Processing EDIFACT messages with Smooks
Smooks is a set of tools written in the Java programming language to assist you in parsing a variety of formats such as XML, CSV, fixed width formats and making the information accessible from your Java code. My interest in Smooks was related to the fact that it is one of the few open source projects which offer facilities for accessing data in EDI formats. In fact, Smooks might be the only actively-maintained open source project that offers this.
In this article, I am going to share the results of my investigation on using Smooks to process EDI data, and in particular messages that follow the UN/EDIFACT standards.
What is UN/EDIFACT anyway?
EDI generally refers to a set of standards for exchanging electronic messages. The two main standards are the North American ANSI X12 and UN/EDIFACT, which is being maintained by the United Nations. UN/EDIFACT messages generally contain the information necessary to perform such business tasks as delivering a shipment or placing an order, and are heavily used in the logistics industry, which is one of Lunatech’s fields of expertise. In fact, Lunatech has developed over the years its own set of tools for EDIFACT processing, and we were interested in comparing our home-grown solutions with what others have done.
The Smooks processing model
Usually, Smooks maps its input onto an XML stream, which can then be processed with the approaches familiar from the XML world. In addition to that, because Smooks limits the portion of the document that is kep in memory at any one time, Smooks can offer increased performance compared to, for example, a traditional XSLT processor.
In the case of an UN/EDIFACT document, Smooks offers two solutions. Both require specifying a mapping from the EDI message segments to SAX events using a custom XML format (see the official Smooks documentation for an example of the syntax).

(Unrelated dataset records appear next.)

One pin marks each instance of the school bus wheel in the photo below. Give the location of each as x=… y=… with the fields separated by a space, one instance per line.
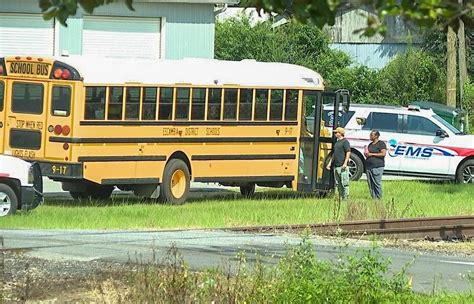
x=176 y=182
x=8 y=200
x=247 y=190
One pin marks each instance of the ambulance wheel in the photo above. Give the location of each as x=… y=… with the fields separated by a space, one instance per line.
x=247 y=190
x=465 y=173
x=356 y=167
x=176 y=182
x=8 y=200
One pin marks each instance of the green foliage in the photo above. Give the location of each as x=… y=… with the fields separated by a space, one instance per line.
x=424 y=13
x=299 y=277
x=412 y=76
x=306 y=45
x=363 y=83
x=468 y=103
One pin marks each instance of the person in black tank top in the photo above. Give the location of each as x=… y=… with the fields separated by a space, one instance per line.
x=375 y=163
x=340 y=158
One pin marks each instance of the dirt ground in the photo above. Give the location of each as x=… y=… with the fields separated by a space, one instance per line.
x=30 y=280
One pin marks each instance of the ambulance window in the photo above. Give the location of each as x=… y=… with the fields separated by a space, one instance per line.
x=61 y=103
x=421 y=126
x=387 y=122
x=27 y=98
x=2 y=94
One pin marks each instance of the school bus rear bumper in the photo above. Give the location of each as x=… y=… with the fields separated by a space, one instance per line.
x=61 y=170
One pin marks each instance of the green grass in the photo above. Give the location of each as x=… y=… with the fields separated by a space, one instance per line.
x=401 y=199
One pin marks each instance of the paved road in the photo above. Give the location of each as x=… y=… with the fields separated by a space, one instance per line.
x=204 y=249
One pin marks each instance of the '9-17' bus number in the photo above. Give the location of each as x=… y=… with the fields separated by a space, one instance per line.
x=57 y=169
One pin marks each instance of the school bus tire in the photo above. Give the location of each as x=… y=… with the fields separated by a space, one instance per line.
x=176 y=182
x=8 y=200
x=247 y=190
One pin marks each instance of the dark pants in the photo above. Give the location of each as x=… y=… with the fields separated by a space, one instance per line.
x=374 y=179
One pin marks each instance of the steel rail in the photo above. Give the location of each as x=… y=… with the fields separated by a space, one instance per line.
x=433 y=228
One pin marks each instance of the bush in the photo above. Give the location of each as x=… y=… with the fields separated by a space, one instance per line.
x=411 y=76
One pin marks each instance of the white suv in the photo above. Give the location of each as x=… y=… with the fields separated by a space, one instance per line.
x=419 y=142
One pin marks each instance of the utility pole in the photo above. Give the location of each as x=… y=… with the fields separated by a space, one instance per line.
x=463 y=77
x=451 y=68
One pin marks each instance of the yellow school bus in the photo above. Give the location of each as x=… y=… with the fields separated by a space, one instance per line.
x=153 y=127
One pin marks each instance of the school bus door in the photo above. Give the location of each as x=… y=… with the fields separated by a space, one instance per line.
x=316 y=148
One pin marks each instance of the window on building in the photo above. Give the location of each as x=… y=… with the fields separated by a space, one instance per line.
x=182 y=103
x=132 y=103
x=61 y=101
x=261 y=104
x=230 y=104
x=198 y=104
x=214 y=104
x=387 y=122
x=421 y=126
x=27 y=98
x=291 y=106
x=245 y=104
x=115 y=103
x=95 y=103
x=276 y=105
x=149 y=104
x=166 y=104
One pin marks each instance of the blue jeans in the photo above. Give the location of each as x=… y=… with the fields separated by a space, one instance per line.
x=342 y=185
x=374 y=179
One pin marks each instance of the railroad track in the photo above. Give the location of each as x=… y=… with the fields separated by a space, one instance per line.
x=432 y=228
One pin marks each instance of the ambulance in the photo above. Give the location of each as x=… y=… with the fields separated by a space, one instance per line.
x=420 y=143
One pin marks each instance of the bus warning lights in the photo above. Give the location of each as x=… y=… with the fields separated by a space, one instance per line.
x=64 y=74
x=64 y=130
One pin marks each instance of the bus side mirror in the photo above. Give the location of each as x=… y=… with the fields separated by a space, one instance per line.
x=344 y=99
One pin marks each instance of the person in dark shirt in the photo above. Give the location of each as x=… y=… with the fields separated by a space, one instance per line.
x=375 y=163
x=340 y=158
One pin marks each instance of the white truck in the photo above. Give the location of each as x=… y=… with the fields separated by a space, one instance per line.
x=21 y=185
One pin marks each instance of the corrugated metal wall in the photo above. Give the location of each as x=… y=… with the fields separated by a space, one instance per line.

Then you can either process the SAX events in your customary way, or use the ECJ, the EDI Java compiler supplied by Smooks, to generate Java classes that allow you to access the content of the EDI messages as fields. Smooks also provides a complete set of generated Java classes for the whole of the UN/EDIFACT specification.
My evaluation involved attempting to perform some of the common EDIFACT processing tasks using Smooks. I wanted to read EDIFACT messages, but also to write them and modify their content. In certain cases, I wanted to introduce some additional validation rules beyond what is defined in the standard. I used both hand written mapping files and the generated classes supplied by Smooks.
In general, Smooks works as advertised. I was able to access EDIFACT documents as an XML stream, and also use the generated Java classes to manipulate the information. Nevertheless, there were a couple of limitations.
One problem was that the investment in designing the mapping EDIFACT to XML mapping was not sufficiently repaid. Most of all because Smooks only offers a solution for processing EDI input, and you are essentially left on your own if you need to output EDI documents. For instance, I could not find a way to reuse the mapping file to perform validation of the output.
On the other hand, using the generated Java classes, I could produce valid EDIFACT output, but I could not specify any extra validation rules. In addition, these classes are a bit unwieldly to use, as generated code is wont to be, and you are forced to use a different class for every EDIFACT message type, even though the syntax and the structure of the different messages are very similar.
I feel that Smooks EDIFACT processing is a bit too rigid for our customer’s needs and we will probably stick to our own solution for the time being.
The goal of EDI processing is probably best achieved at a different abstraction level than Smooks’. In Smooks, every configuration you define or every class you generate targets a single message type. We are looking to have a set of tools that work on the common features of the different EDI message formats, and can be combined to flexibly handle both input and output.
Nevertheless, Smooks is the only game in town at the moment if you are looking for open source, and it might be good enough if your worklow is limited to ingesting large quantities of EDI messages, without much further processing.